*I was going to say elbow deep in Heidi Klum, but most of you are just now having your coffee and I don't want to throw out any fisting jokes until at least after lunch -- you are welcome.
So here's something I discovered on the magical Internet: having a unibrow is actually a medical condition called synophrys. Isn’t that cute? I even thought of calling this post Synophrabulous! but I didn’t think people would get it. Anyway, there’s not much about synophrys on the worldwide web—if you can believe it, no one has ever thought to write a cultural history of unibrows. Most of the entries say things like:
The unibrow conventionally has negative associations in western [sic] culture, and is the reason why many people remove excess hair between the eyebrows.Oh, Wikipedia. The citation you’re looking for, I believe, is "No shit, Sherlock." Here’s another one:
In Western perception, a unibrow may make a person seem ugly, fierce, grumpy, or over-serious… Among Western women, the region between the brows is often plucked, waxed, shaved, or treated with electrolysis or other forms of depilation.OK, first of all, ladies, do not shave your eyebrows. I say that from experience. But more importantly, what about women in other cultures? Surely there must be somewhere that unibrows are coveted. Aha!
…In some non-Western cultures this facial hair does not have a stigma, and may even be seen as a sign of feminine beauty, as in Caucasus or in Iran, where connected eyebrows are a sign of virginity and being unmarried.That’s interesting. Jeff is third-generation Armenian—part of the Caucasus! (Which he had to inform me of, sadly, as I am worthless at geography). While I didn’t have a unibrow when we met, maybe he could sense it there, like a phantom limb, and heard the voices of his ancestors whisper “This is the virgin for you.” Unfortunately, I suspect, the correlation between synophrys and celibacy is one of cause and effect.
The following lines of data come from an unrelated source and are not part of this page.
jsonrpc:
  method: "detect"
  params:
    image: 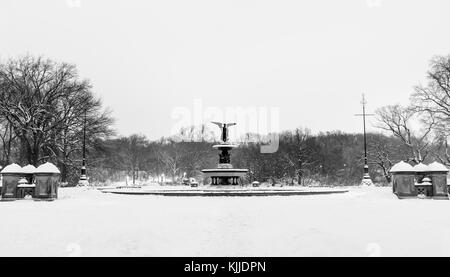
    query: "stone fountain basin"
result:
[102,186,348,197]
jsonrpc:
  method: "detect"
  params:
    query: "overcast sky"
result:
[0,0,450,138]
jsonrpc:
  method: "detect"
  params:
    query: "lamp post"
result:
[355,94,374,185]
[78,110,89,186]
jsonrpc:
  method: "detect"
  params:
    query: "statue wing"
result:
[211,121,223,128]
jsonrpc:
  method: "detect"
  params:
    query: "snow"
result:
[34,162,61,173]
[0,186,450,256]
[428,162,448,172]
[22,164,36,174]
[413,163,430,172]
[390,161,414,172]
[1,163,22,173]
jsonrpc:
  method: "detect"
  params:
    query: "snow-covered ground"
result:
[0,187,450,256]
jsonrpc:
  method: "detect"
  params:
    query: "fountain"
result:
[202,122,248,186]
[99,119,348,197]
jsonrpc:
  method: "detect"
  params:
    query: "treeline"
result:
[0,56,450,185]
[85,129,414,185]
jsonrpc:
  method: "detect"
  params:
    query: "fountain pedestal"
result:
[202,143,248,186]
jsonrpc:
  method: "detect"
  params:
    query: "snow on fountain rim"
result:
[0,163,22,173]
[34,162,61,173]
[389,161,415,173]
[22,164,36,174]
[428,162,449,172]
[413,163,430,172]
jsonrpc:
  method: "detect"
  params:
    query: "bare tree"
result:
[376,105,435,163]
[0,56,112,181]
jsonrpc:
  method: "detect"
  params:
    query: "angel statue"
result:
[211,121,236,143]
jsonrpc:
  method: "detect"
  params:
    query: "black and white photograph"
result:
[0,0,450,264]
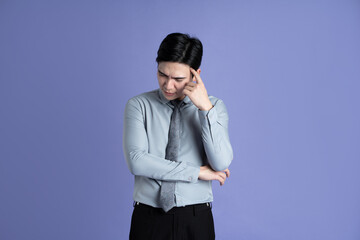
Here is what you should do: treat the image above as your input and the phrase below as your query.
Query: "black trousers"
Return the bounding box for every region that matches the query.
[130,203,215,240]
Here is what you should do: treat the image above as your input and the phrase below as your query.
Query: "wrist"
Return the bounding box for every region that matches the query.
[199,102,214,111]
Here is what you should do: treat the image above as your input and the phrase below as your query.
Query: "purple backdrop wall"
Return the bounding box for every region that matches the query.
[0,0,360,240]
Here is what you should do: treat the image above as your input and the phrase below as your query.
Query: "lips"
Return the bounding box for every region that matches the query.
[163,90,175,96]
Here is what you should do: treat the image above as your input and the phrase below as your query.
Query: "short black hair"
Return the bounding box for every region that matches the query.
[156,33,203,70]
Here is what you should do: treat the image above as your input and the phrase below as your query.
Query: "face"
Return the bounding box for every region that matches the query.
[157,62,191,100]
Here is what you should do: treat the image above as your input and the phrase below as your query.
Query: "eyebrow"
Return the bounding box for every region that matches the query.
[158,69,186,80]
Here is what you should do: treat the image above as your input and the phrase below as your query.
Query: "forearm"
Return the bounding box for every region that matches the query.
[123,100,200,182]
[199,101,233,171]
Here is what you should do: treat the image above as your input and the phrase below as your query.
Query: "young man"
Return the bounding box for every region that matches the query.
[123,33,233,240]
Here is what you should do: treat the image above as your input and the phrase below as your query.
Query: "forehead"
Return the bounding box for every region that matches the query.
[158,62,190,76]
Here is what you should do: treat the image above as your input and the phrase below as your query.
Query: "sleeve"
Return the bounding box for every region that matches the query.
[199,99,233,171]
[123,99,200,182]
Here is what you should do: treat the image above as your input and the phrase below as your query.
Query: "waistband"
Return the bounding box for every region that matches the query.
[134,202,212,215]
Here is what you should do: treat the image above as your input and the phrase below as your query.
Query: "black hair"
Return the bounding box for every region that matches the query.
[156,33,203,70]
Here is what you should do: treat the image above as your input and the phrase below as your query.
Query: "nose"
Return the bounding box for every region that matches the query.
[165,78,174,90]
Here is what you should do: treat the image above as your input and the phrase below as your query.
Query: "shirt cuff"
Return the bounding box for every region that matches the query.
[184,162,200,183]
[199,105,217,126]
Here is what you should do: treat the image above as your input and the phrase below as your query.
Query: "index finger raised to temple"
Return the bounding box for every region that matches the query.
[190,68,203,83]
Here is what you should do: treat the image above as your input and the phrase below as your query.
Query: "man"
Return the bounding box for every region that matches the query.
[123,33,233,240]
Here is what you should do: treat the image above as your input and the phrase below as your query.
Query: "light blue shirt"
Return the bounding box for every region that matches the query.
[123,89,233,207]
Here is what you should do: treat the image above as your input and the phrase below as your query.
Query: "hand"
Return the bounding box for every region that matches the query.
[183,68,213,111]
[199,166,230,186]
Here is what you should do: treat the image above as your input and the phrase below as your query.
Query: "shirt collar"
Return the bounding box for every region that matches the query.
[158,88,191,104]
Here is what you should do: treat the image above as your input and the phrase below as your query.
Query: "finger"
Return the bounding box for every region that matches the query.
[183,89,190,96]
[216,172,226,181]
[185,82,196,87]
[184,87,194,92]
[190,68,203,83]
[224,168,230,177]
[216,175,225,186]
[185,85,195,89]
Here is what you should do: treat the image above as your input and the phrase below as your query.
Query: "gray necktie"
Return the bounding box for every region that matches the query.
[160,100,183,212]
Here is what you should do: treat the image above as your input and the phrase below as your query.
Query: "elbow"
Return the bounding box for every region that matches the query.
[126,151,143,175]
[210,151,233,171]
[210,161,231,172]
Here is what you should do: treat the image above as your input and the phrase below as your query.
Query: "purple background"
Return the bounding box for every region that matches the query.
[0,0,360,240]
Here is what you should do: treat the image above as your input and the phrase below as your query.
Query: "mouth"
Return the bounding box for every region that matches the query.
[163,90,175,97]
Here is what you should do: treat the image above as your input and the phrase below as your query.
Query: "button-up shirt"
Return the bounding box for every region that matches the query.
[123,89,233,207]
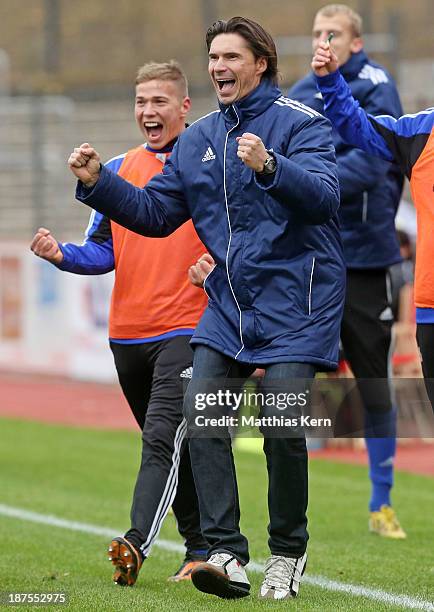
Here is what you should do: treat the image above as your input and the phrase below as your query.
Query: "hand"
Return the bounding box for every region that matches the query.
[311,42,338,76]
[30,227,63,264]
[68,142,101,188]
[237,132,268,172]
[188,253,215,287]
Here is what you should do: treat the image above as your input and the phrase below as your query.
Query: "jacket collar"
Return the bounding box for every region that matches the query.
[339,49,369,81]
[219,79,282,124]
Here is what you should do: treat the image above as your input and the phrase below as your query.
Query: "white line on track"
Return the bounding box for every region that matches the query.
[0,504,434,612]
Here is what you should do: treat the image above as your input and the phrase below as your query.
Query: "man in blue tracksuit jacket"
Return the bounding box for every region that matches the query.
[69,17,345,600]
[288,4,405,538]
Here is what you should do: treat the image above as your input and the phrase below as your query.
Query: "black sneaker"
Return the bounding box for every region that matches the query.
[191,553,250,599]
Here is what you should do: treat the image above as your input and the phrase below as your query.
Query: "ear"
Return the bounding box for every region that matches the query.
[181,96,191,117]
[256,57,268,75]
[350,36,363,53]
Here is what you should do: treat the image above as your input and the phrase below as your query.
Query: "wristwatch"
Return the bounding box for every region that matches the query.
[258,150,277,174]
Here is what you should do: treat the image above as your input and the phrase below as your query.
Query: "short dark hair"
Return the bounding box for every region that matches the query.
[205,17,279,85]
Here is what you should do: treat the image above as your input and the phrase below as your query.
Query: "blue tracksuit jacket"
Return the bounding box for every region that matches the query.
[288,51,403,269]
[76,79,345,369]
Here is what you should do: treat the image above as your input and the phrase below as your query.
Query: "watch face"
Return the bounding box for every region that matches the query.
[264,155,276,174]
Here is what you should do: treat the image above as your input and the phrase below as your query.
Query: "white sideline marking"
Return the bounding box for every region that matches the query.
[0,504,434,612]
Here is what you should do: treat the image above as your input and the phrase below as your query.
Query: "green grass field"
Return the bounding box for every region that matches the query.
[0,419,434,612]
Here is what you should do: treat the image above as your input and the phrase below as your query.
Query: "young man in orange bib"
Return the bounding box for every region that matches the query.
[31,61,207,586]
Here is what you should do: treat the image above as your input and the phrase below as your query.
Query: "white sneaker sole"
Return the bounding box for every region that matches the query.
[191,563,250,599]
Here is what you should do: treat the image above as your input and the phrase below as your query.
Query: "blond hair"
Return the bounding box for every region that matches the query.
[136,60,188,98]
[316,4,363,38]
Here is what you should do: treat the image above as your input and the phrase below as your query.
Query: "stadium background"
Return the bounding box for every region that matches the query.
[0,0,434,610]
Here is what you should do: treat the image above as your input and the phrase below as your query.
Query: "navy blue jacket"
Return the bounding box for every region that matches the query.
[76,80,345,369]
[288,51,403,269]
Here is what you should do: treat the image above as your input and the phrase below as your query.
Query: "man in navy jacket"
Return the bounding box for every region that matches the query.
[69,17,345,600]
[288,4,405,539]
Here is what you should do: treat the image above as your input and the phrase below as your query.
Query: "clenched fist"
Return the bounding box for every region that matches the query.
[188,253,215,287]
[312,42,338,76]
[237,132,268,172]
[68,142,101,188]
[30,227,63,264]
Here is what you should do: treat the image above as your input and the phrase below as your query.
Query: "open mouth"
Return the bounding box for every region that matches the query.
[216,79,235,93]
[144,121,163,142]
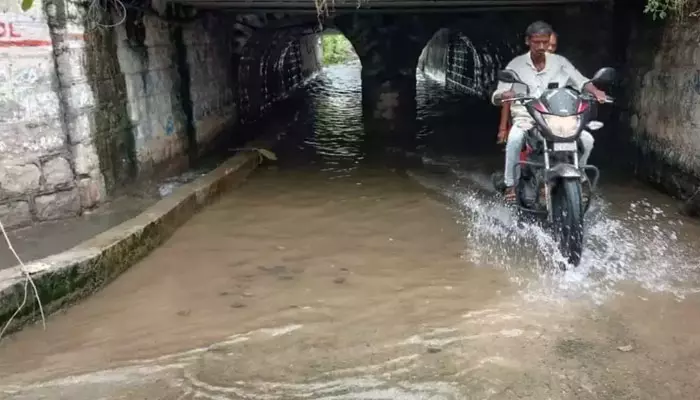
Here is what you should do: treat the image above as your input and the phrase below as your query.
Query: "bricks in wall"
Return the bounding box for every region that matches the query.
[0,0,77,227]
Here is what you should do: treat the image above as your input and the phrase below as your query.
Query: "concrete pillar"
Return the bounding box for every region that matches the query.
[336,14,434,156]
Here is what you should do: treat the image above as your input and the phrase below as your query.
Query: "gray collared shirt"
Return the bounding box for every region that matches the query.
[491,52,590,119]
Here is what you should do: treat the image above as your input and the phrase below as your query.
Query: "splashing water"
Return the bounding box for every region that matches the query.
[413,161,700,304]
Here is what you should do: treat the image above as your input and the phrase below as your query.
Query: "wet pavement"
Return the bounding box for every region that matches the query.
[0,167,220,269]
[0,61,700,400]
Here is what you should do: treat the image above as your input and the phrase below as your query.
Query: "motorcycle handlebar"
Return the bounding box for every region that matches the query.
[501,96,615,104]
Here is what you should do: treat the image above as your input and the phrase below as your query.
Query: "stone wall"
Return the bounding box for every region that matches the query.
[0,0,239,227]
[0,1,81,227]
[620,3,700,209]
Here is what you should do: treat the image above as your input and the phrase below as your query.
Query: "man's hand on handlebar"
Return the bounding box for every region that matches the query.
[496,127,508,144]
[593,90,608,104]
[496,90,515,103]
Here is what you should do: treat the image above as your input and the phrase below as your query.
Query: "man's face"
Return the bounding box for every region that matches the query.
[526,33,551,56]
[547,34,557,53]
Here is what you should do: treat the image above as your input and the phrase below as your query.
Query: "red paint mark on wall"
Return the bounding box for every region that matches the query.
[0,21,22,38]
[0,39,52,47]
[0,13,85,48]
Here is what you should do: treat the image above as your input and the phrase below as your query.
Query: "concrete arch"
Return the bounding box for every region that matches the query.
[419,18,520,98]
[238,26,321,123]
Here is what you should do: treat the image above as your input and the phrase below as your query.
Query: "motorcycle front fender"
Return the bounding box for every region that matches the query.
[545,164,583,182]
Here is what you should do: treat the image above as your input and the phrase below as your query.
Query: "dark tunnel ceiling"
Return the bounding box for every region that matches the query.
[172,0,613,14]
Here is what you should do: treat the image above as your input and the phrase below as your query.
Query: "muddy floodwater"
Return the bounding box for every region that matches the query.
[0,65,700,400]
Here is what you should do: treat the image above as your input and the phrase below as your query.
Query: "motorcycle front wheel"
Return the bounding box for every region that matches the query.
[552,179,583,266]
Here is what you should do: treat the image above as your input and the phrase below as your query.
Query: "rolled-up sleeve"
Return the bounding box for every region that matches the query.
[559,56,590,91]
[491,60,515,105]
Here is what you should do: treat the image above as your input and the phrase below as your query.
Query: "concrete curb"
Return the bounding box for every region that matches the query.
[0,137,277,332]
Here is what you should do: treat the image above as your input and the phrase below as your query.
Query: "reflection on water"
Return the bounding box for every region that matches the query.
[0,64,700,400]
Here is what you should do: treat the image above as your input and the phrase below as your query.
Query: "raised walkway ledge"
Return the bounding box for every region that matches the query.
[0,135,279,334]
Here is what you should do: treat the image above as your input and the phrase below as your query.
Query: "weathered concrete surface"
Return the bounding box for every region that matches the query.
[0,0,254,228]
[238,26,321,123]
[0,190,160,269]
[0,137,277,331]
[620,2,700,214]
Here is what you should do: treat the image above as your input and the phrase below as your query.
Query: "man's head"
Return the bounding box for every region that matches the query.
[525,21,554,58]
[547,32,559,53]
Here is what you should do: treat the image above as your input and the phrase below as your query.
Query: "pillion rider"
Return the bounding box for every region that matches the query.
[491,21,606,203]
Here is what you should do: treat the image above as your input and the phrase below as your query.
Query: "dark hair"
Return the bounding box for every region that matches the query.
[525,21,554,38]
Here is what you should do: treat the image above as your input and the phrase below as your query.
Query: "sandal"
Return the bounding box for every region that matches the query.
[503,186,516,204]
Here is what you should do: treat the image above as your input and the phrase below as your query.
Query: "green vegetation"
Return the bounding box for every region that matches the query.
[644,0,698,20]
[321,33,355,65]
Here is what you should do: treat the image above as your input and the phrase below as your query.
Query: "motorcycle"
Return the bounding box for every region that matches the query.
[493,68,615,266]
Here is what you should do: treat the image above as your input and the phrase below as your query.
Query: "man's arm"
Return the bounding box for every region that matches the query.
[491,59,515,106]
[498,103,510,131]
[491,81,513,106]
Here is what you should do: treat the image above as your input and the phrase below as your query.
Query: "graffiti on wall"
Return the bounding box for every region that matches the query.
[0,13,51,47]
[0,13,84,47]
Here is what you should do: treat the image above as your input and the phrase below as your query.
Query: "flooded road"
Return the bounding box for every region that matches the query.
[0,61,700,400]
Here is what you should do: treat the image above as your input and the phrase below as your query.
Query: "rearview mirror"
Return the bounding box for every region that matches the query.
[591,67,615,83]
[586,121,605,131]
[497,69,522,83]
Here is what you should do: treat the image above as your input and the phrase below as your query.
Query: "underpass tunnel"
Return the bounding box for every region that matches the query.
[42,0,696,212]
[417,21,523,155]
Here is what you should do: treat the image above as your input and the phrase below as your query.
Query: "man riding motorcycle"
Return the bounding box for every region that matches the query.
[497,32,559,144]
[491,21,606,203]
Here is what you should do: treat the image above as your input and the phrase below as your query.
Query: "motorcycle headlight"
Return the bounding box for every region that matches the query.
[542,114,581,139]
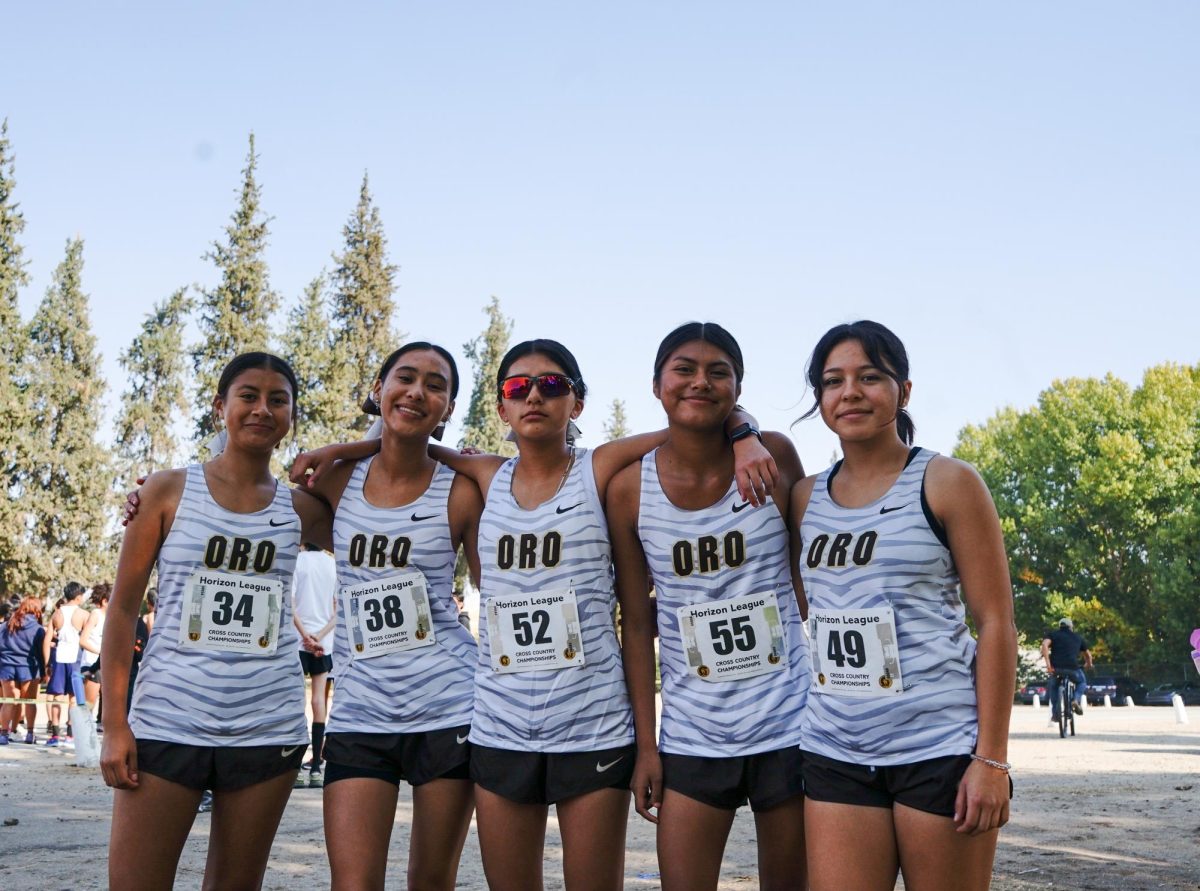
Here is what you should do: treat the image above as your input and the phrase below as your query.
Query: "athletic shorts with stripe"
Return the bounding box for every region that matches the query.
[324,724,472,787]
[138,740,308,791]
[661,746,804,812]
[470,745,637,805]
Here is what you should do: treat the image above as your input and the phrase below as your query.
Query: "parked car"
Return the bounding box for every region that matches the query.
[1086,675,1147,705]
[1146,681,1200,705]
[1016,677,1050,705]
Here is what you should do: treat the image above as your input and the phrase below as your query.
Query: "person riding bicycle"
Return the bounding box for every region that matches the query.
[1042,618,1092,722]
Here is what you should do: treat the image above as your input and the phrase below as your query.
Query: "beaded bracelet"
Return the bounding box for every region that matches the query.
[971,752,1013,773]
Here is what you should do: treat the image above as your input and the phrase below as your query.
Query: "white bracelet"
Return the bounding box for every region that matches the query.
[971,752,1013,773]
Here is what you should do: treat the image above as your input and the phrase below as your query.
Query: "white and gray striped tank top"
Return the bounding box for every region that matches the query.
[325,458,476,734]
[800,449,978,766]
[130,465,308,746]
[637,450,810,758]
[470,449,634,752]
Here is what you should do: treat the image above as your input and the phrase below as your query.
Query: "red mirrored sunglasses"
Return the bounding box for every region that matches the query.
[500,375,575,400]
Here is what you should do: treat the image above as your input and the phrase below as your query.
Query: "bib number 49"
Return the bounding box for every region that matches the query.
[708,616,757,656]
[826,629,866,668]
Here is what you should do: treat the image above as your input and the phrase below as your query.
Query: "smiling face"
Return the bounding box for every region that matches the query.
[654,340,742,429]
[372,349,454,437]
[821,340,912,442]
[497,353,583,438]
[212,369,293,453]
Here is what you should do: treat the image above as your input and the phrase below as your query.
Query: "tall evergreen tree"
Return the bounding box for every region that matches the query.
[0,119,30,594]
[192,133,280,446]
[458,297,515,455]
[604,399,632,442]
[19,239,116,585]
[326,174,403,436]
[281,273,347,459]
[116,288,192,491]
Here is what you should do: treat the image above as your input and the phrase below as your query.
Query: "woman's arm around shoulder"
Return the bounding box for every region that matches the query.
[606,465,662,823]
[100,470,187,789]
[925,455,1016,835]
[430,443,508,498]
[449,473,484,588]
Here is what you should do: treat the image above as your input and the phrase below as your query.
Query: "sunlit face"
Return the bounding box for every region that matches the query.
[212,369,293,452]
[372,349,454,437]
[821,340,912,441]
[654,340,742,427]
[497,353,583,438]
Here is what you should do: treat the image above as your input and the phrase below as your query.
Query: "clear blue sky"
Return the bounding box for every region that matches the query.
[0,1,1200,470]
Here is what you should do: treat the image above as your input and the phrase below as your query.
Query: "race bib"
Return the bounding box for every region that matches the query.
[809,606,904,696]
[342,570,437,659]
[487,591,584,674]
[677,593,787,683]
[179,569,283,656]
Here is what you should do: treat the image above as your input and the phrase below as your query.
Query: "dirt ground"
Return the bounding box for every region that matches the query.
[0,706,1200,891]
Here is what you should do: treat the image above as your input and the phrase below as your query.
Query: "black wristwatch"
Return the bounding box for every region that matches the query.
[730,424,762,442]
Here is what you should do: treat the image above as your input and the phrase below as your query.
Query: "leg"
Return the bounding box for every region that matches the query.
[475,787,550,891]
[658,789,736,891]
[408,779,475,891]
[324,777,398,891]
[804,799,900,891]
[894,805,1000,891]
[554,789,631,891]
[203,771,296,891]
[17,678,38,742]
[754,795,808,891]
[108,771,200,891]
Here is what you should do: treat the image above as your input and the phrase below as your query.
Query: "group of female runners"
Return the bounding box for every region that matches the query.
[102,322,1015,890]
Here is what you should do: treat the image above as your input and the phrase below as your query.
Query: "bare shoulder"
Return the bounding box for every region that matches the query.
[788,477,817,526]
[925,455,991,516]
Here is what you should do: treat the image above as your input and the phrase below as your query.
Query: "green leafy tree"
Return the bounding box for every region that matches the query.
[955,365,1200,666]
[192,133,280,446]
[23,239,116,587]
[282,273,347,458]
[0,119,30,594]
[116,288,192,492]
[604,399,632,442]
[458,297,516,455]
[326,174,403,436]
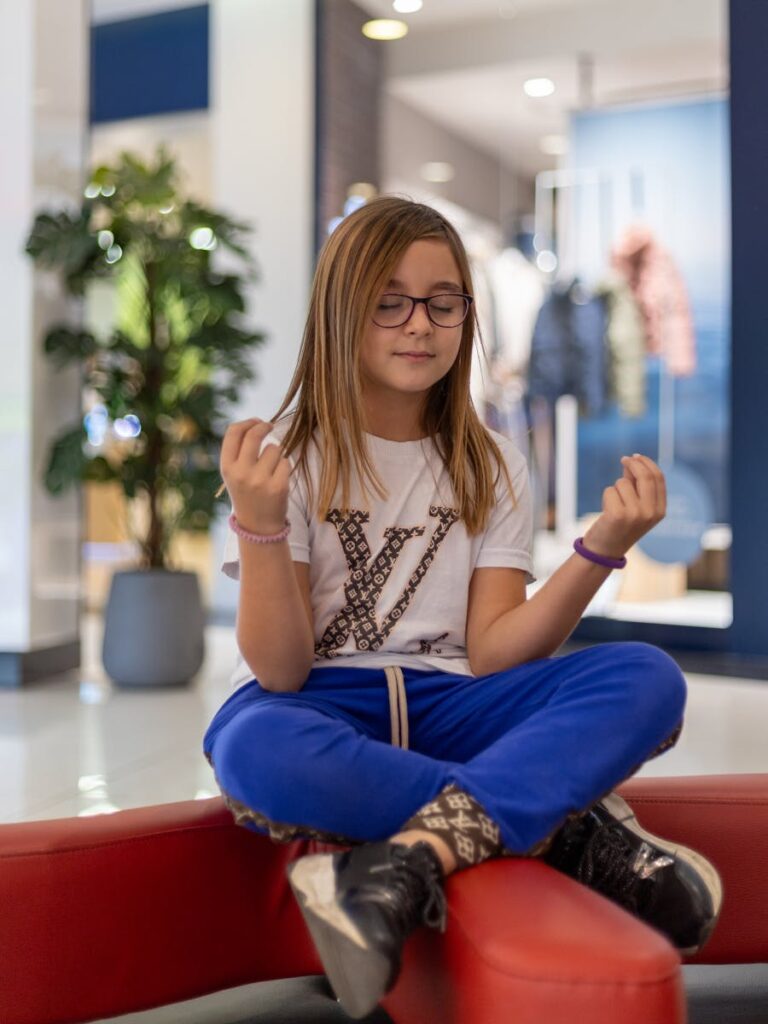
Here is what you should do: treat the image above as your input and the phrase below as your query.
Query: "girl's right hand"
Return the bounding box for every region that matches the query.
[219,418,291,535]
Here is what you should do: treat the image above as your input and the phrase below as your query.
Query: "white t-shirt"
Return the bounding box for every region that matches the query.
[221,416,536,689]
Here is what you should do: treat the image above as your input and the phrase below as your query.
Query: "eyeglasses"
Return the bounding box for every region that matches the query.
[372,292,473,327]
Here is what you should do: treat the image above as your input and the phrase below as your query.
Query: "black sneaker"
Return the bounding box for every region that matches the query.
[542,793,723,955]
[288,843,446,1018]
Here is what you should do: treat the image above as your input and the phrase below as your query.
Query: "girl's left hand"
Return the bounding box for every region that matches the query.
[584,455,667,558]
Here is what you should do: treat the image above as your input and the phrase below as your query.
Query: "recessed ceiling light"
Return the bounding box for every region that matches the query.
[523,78,555,97]
[421,160,456,181]
[362,17,408,39]
[539,135,568,157]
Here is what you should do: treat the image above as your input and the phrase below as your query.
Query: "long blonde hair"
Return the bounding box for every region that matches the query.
[271,195,517,536]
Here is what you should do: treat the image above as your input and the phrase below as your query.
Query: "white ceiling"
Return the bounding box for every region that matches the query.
[354,0,622,32]
[355,0,728,176]
[91,0,728,184]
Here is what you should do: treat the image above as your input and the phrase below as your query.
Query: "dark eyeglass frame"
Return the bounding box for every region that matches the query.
[371,292,474,331]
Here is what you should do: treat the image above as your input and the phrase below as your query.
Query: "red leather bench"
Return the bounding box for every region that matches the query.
[0,774,768,1024]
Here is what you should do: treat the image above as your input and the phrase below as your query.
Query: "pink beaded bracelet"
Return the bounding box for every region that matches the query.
[227,512,291,544]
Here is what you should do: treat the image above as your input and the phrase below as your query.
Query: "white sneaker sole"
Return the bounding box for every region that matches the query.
[600,793,723,956]
[288,853,397,1019]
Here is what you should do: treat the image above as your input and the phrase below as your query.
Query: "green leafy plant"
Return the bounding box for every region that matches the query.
[27,148,264,568]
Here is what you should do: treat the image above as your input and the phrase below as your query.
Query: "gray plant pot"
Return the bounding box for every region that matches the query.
[101,569,205,686]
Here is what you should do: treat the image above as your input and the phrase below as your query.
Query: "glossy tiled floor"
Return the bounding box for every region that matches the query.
[0,615,768,821]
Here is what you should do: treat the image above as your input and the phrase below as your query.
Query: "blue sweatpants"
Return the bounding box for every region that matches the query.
[203,642,686,854]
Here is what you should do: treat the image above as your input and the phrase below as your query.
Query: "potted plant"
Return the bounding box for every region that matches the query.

The general Internet consensus on unibrows seems to be that no one has ever done a scientific study on them (except when they are the byproduct of a disease like Cornelia de Lange syndrome) because everyone hates them and that is a known fact. From what I can glean, the first official vilification of monobrows came courtesy of a guy named Cesare Lombroso (1836-1909). Called “the father of modern criminology,” Lombroso was convinced that you could identify a criminal by certain physical traits, including projecting ears, left-handedness, weak eyes, and—you guessed it—joined eyebrows. Actually, even just being extra hairy was suspect to Lombroso, whose sketches of criminals kind of resembled Early Man. (As Lombroso was Italian, I cannot believe he wasn’t used to extra body hair.) Apart from Lombroso’s reports, however, according to the Uncyclopedia (yes, all of my research materials are this trustworthy--why do you ask?), “there have been no serious scientific studies of the unibrow in culture or whether certain ethnic groups are more prone to developing a unibrow or not, though it is likely caused by an excess of testosterone.”
Quite frankly, if I have too much testosterone, that would explain a lot more than my eyebrows (and, increasingly as I grow older, hair in other dismaying places). It would shed some light on why I chopped off my curls and insisted on playing with He-Man figures as a child, or why I was the only girl in my preschool class to cross heteronormative lines on Halloween by dressing as Peter Pan. Sadly, nothing can explain the Donnie Whalberg doll I purchased circa 1990, at the height of NKOTB mania. If I am really a man, I must be gay.